Oxygen consumption rate (OCR) of primary neurons was measured using a Seahorse Bioscience Extracellular Flux Analyzer (XFe96) and the Seahorse XF Cell Mito Stress Test (Agilent 103015-100) according to the manufacturers protocol. Briefly, primary neurons were seeded between 80,000-100,000 cells per well, a plating density selected through cell titration experiments. Neurons were maintained in co-culture media, which was carefully exchanged every 3 days. DIV6-11 neurons were treated with OL-CM or OL-EXOs for 24 hours. Pre-treatment with the potent inhibitor of mitochondrial respiration, antimycin-A (AA, 100 nM), for 24 hours served as a negative control. Prior to the assay, neurons were washed with pre-warmed Seahorse assay media (120 mM NaCl, 3.5 mM KCl, 1.3 mM CaCl2, 0.4 mM KH2PO4, 1 mM MgCl2, 5 mM HEPES, 10 mM Sodium Pyruvate, and 10 mM Glucose in dH2O, pH 7.4) and maintained in a CO2-free 37°C incubator for 1 hour. To perform the stress test, OCR was measured at basal level and following sequential injections of oligomycin, FCCP, and rotenone/antimycin-A at a final concentration of 1.0 μM, 1.5 μM, and 0.5 μM, respectively.
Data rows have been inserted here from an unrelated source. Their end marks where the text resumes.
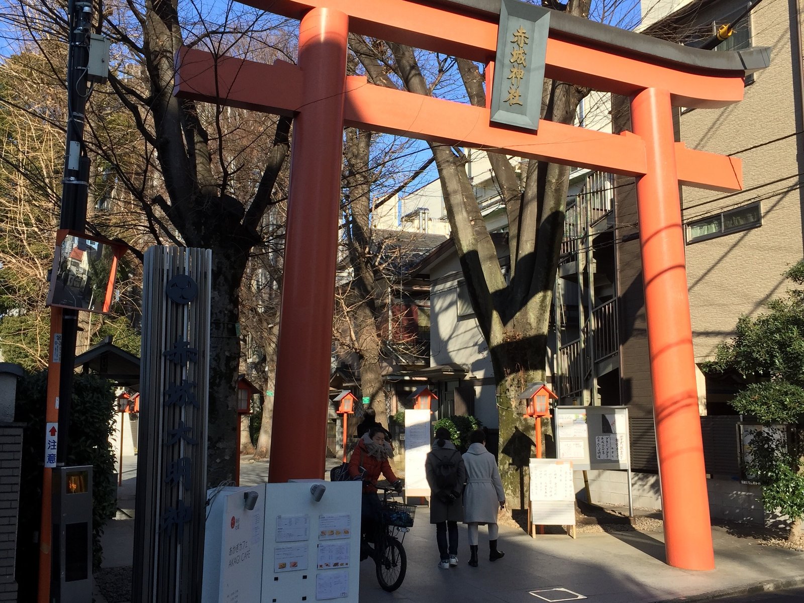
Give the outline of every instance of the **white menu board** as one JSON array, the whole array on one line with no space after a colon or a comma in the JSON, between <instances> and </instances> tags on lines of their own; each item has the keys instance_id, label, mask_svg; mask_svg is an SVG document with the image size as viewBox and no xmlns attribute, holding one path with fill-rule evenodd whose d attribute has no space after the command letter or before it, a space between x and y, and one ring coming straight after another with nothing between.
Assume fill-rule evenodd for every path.
<instances>
[{"instance_id":1,"label":"white menu board","mask_svg":"<svg viewBox=\"0 0 804 603\"><path fill-rule=\"evenodd\" d=\"M430 411L404 412L404 494L429 496L425 461L430 451Z\"/></svg>"},{"instance_id":2,"label":"white menu board","mask_svg":"<svg viewBox=\"0 0 804 603\"><path fill-rule=\"evenodd\" d=\"M539 526L575 525L572 462L531 458L531 523Z\"/></svg>"}]
</instances>

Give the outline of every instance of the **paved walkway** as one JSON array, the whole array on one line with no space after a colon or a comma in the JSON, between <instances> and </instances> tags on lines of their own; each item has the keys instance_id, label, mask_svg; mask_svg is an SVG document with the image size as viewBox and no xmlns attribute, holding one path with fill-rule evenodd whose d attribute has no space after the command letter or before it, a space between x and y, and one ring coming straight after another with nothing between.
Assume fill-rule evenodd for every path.
<instances>
[{"instance_id":1,"label":"paved walkway","mask_svg":"<svg viewBox=\"0 0 804 603\"><path fill-rule=\"evenodd\" d=\"M133 468L134 459L130 460ZM134 475L126 470L126 461L118 506L133 515ZM336 462L330 461L328 467ZM249 463L246 459L240 475L244 485L263 482L267 463ZM133 556L133 521L121 513L118 518L104 535L104 567L121 566L125 573L122 566L130 566ZM460 564L445 570L436 567L434 527L429 525L428 508L420 507L416 525L404 539L408 553L404 583L396 592L385 593L377 584L373 564L364 561L360 568L360 601L537 603L572 600L576 595L572 593L577 593L593 603L655 603L705 601L768 585L804 584L804 552L760 545L723 527L713 528L712 534L716 568L691 572L663 563L661 532L579 533L573 540L563 535L533 539L520 530L502 527L500 549L506 556L491 564L482 527L480 566L470 568L466 564L466 530L461 526ZM101 597L96 600L106 603Z\"/></svg>"}]
</instances>

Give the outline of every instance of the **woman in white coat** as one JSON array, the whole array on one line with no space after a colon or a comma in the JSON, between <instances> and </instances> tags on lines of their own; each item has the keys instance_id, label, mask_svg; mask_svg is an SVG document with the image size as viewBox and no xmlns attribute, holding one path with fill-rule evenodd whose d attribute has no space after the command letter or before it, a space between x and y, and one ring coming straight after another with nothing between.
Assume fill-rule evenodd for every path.
<instances>
[{"instance_id":1,"label":"woman in white coat","mask_svg":"<svg viewBox=\"0 0 804 603\"><path fill-rule=\"evenodd\" d=\"M499 528L497 514L505 508L505 493L494 455L486 449L486 433L476 429L469 436L470 446L463 455L466 467L466 489L463 492L463 523L469 524L469 564L478 567L478 526L489 526L489 560L505 556L497 550Z\"/></svg>"}]
</instances>

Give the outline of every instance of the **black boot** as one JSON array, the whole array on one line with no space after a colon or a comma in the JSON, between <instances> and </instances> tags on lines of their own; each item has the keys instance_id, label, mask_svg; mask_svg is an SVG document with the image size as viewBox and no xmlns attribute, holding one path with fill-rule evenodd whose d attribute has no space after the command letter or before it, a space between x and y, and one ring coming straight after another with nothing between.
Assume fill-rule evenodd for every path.
<instances>
[{"instance_id":1,"label":"black boot","mask_svg":"<svg viewBox=\"0 0 804 603\"><path fill-rule=\"evenodd\" d=\"M504 556L504 552L497 550L497 541L489 540L489 560L496 561L498 559L503 559Z\"/></svg>"}]
</instances>

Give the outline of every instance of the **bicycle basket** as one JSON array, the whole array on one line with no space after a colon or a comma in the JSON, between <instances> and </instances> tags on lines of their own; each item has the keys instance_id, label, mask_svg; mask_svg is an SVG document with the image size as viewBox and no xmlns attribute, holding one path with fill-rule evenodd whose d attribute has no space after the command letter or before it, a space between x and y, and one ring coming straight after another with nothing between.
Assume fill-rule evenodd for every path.
<instances>
[{"instance_id":1,"label":"bicycle basket","mask_svg":"<svg viewBox=\"0 0 804 603\"><path fill-rule=\"evenodd\" d=\"M383 506L383 517L389 526L412 527L415 515L416 507L413 505L387 502Z\"/></svg>"}]
</instances>

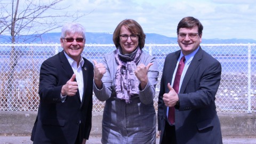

The Seahorse XF Cell Mito Stress Test Report Generator (Agilent) was utilized to analyze the resulting data, generating values for basal respiration, ATP production, and extracellular acidification rate. Similar to previously published methodology (Nicholas et al., 2017), replicates having OCR or ECAR measurements below zero were assumed to be in error and thus, these wells were entirely excluded from downstream analysis. Note that data were normalized to cell number at the time of plating, as attempts to normalize data based on cell number in an equivalently plated 96-well plate were not useful due to variation in plating materials. In addition, 10-12 wells were used for each condition to account for well-to-well variability in cell number, allowing for adequate statistical power after removal of wells exhibiting a significantly skewed metabolic profile within group.

Measurement of mitochondrial membrane potential (ψm)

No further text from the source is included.